What will enhance your value is knowing what to tell the CFO and how best to do it. Whether you provide a daily, weekly or quarterly update to management about factors behind your stock price, you should incorporate comments on your market structure. Not just the old conventional stuff.
Think of market structure this way. If you operated a retail store, and each week you summarized the state of things in your store for headquarters, you’d talk about financial performance, products moving off shelves, the traffic driving sales, and trends. Something like that, anyway.
Same with your stock’s “market structure.” There’s only one product, your shares. But otherwise, you’re assessing behaviors and measuring them to understand how your store serves its market. If you measure only one behavior or one group of customers, that’s not an accurate picture of what’s happening, and it’s bound to lead to head-scratching and questions like, “How come our stock is down when it should be up?”
What do you tell your management team about market structure? Well, say you’re providing a weekly brief on trading activity. First define your metrics – the things you’ll track. For a weekly report, you don’t want to bury them in mind-numbing data. You want a small set of consistent measures. Begin with things like the percentage premium or discount in your closing price for the week versus the trailing 20-day average price. Volume versus 20-day average. Daily average trades and shares per trade, and daily dollar flow – that is, average daily price multiplied by average daily volume.
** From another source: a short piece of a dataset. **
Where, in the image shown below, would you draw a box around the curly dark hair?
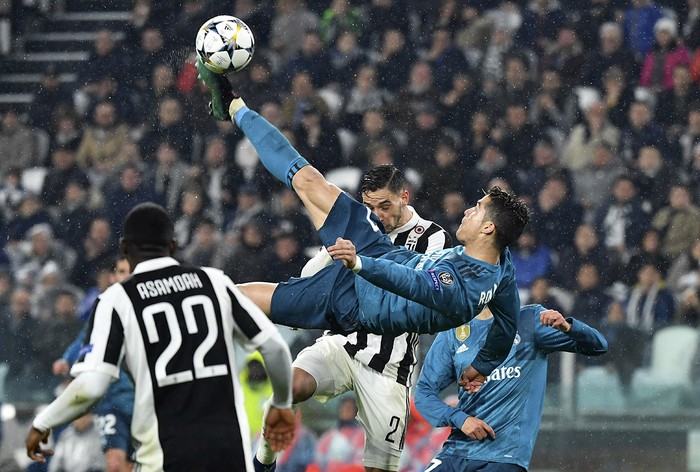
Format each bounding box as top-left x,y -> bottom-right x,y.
361,164 -> 408,193
485,187 -> 530,251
In time, you can provide a forward-looking expectation from data – but you must accumulate metrics first. As your management team becomes accustomed to market structure information, move to simpler but more compelling information, derived from your data: What’s setting our price? What do investors think? What are traders and risk managers doing, as opposed to what investors think? What’s likely to happen to our price next? These conclusions are extrapolated from data.
Before you know it, you’ll own your market structure. You’ll be the expert on matters related to your trading. This is the first step in a larger process of making a home for market structure in the IR department just like corporate governance has become an IR bailiwick.
Why must you own your market structure? Because roughly 90% of volume today BEHAVES either according to market risk or in response to speculative opportunity, and only a small amount is rational, or seeking long-term returns. If IR spends 90% of its effort on 10% of the market, well, at least something should be known about the rest. Or else, how can you draw accurate conclusions about stock performance, or even investor sentiment?
It’s up to IR to set that agenda and drag management kicking and screaming into the 21st century of how trading markets work.
To conclude, a challenge for you IR readers: Look up the DXY – the dollar index futures contract – and compare it to the Dow Jones Industrial Average, over, say, the past year, or the three months around the May 6 Flash Crash. What does it show you?